# Gut reaction?



## lovingmy2boys (Aug 27, 2010)

Hi,

I'm moving out soon from my husband while he's at work. There's abuse factors (but he doesn't think he has a problem/plays victim), and I don't love him anymore. I've filed under fault grounds and I know that will be a surprise when he gets home to find me and kids gone with a divorce summons. 

What can I predict from a normally angry man to react with this information? He knows the marriage is in the crapper, but thinks we can work on it and I know the abuse grounds that is listed in the complaint will be a shocker.

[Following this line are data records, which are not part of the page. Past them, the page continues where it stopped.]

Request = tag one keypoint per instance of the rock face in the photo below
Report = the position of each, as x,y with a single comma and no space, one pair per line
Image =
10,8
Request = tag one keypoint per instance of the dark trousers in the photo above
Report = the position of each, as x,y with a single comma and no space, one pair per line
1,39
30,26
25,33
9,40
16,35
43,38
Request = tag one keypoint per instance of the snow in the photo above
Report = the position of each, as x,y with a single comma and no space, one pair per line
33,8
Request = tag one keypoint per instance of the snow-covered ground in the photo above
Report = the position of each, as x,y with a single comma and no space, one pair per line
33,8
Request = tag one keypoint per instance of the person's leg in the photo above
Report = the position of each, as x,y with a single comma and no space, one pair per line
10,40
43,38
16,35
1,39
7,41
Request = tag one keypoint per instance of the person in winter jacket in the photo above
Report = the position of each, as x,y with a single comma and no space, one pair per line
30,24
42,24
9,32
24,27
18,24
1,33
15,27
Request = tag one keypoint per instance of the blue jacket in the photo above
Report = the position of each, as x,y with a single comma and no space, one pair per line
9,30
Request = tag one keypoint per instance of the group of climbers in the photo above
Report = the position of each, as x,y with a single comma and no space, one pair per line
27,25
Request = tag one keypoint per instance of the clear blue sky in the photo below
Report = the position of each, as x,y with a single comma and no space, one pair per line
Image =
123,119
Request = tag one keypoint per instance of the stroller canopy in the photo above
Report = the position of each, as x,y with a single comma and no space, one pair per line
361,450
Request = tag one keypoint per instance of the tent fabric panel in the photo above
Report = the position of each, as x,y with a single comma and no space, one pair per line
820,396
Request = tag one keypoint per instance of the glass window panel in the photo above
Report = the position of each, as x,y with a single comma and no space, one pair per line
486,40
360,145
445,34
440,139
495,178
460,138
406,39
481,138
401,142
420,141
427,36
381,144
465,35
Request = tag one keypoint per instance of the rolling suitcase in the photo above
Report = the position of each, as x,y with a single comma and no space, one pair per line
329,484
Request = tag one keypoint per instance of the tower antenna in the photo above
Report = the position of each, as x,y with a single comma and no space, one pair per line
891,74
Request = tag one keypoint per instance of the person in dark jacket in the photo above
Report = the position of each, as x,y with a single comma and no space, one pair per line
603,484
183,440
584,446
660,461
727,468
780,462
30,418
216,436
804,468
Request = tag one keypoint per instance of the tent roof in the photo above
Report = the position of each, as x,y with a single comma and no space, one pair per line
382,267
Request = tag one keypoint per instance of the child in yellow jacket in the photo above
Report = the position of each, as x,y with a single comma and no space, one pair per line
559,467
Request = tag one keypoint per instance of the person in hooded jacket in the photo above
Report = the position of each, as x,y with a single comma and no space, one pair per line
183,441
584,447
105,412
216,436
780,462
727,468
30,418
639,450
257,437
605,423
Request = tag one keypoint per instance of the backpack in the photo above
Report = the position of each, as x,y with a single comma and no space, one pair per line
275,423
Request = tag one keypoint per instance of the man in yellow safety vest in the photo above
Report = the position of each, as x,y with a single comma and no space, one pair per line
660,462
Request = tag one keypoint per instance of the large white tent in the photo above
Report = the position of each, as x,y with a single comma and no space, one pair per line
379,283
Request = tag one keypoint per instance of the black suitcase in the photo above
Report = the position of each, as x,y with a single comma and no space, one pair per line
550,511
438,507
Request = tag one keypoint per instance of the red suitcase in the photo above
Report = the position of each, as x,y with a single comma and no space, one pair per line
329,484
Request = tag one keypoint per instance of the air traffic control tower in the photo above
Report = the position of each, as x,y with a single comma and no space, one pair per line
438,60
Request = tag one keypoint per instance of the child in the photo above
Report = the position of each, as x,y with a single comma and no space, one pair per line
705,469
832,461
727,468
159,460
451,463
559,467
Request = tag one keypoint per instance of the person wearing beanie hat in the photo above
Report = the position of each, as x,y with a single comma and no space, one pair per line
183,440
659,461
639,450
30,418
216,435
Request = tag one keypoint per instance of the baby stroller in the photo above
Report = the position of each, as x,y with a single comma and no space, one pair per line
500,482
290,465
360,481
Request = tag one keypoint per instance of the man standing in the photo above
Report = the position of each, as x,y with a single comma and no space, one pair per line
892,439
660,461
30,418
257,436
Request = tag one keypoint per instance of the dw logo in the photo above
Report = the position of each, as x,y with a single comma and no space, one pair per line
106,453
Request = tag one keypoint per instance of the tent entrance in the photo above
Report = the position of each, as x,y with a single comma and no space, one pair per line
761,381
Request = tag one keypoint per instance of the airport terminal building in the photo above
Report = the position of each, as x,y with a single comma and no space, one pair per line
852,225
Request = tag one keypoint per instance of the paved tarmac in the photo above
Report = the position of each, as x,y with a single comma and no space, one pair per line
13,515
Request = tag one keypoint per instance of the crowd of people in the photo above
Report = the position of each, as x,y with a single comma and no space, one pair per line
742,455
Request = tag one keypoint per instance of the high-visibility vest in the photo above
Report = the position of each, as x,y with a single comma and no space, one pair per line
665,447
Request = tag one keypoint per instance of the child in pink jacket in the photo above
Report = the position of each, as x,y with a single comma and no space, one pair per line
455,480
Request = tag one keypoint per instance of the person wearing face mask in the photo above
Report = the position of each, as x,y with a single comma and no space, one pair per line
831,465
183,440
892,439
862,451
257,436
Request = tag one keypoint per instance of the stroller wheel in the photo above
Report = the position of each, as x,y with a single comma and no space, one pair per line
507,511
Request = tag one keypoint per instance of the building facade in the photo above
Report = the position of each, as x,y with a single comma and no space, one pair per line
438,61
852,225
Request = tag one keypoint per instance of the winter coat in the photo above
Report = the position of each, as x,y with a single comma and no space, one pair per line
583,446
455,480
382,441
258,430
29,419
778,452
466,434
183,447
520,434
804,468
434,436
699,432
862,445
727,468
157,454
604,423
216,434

How would you think he would react? If you were to guess about him (an angry, controlling abusive type), how would you think he would react? 

Thanks guys!


----------



## HappyHer (Nov 12, 2009)

I would say make sure you are in a safe place and be ready with the local police number on your speed dial (much faster than 911 in most cities). If he shows up do not engage him, or let him in the house as chances are his anger is going to be out of control.


----------



## AFEH (May 18, 2010)

That's a joke right? Is that seriously how you've seen any of the men on here? All I've seen is compassionate, seriously hurt men trying to find their way through life and solve their problems while helping others. Very very humanistic men, good men.

I've said that a bit tongue in cheek, but think about your question.



lovingmy2boys said:


> If you were an angry, controlling abusive type, how would you react?
> 
> Thanks guys!


----------



## lovingmy2boys (Aug 27, 2010)

Sorry...I phrased it wrong and have revised it...

Thanks.


----------



## AFEH (May 18, 2010)

lovingmy2boys said:


> Sorry...I phrased it wrong and have revised it...
> 
> Thanks.


No probs.

I think any man who is a husband and father is going to feel exceptionally and deeply hurt by getting home to find that his wife and children are no longer there and he is being divorced. He will probably also feel very very sad and may be despondent.

What he does with his hurt and sadness will very much depend on the man. You say he’s an angry man, then he’ll probably be exceptionally angry but who knows.

Perhaps it's better to ask the women on here who've had similar experiences to yours and got out of their marriage in a similar way.

But you know your husband better than anyone else here, how do you think he will respond?

Bob


----------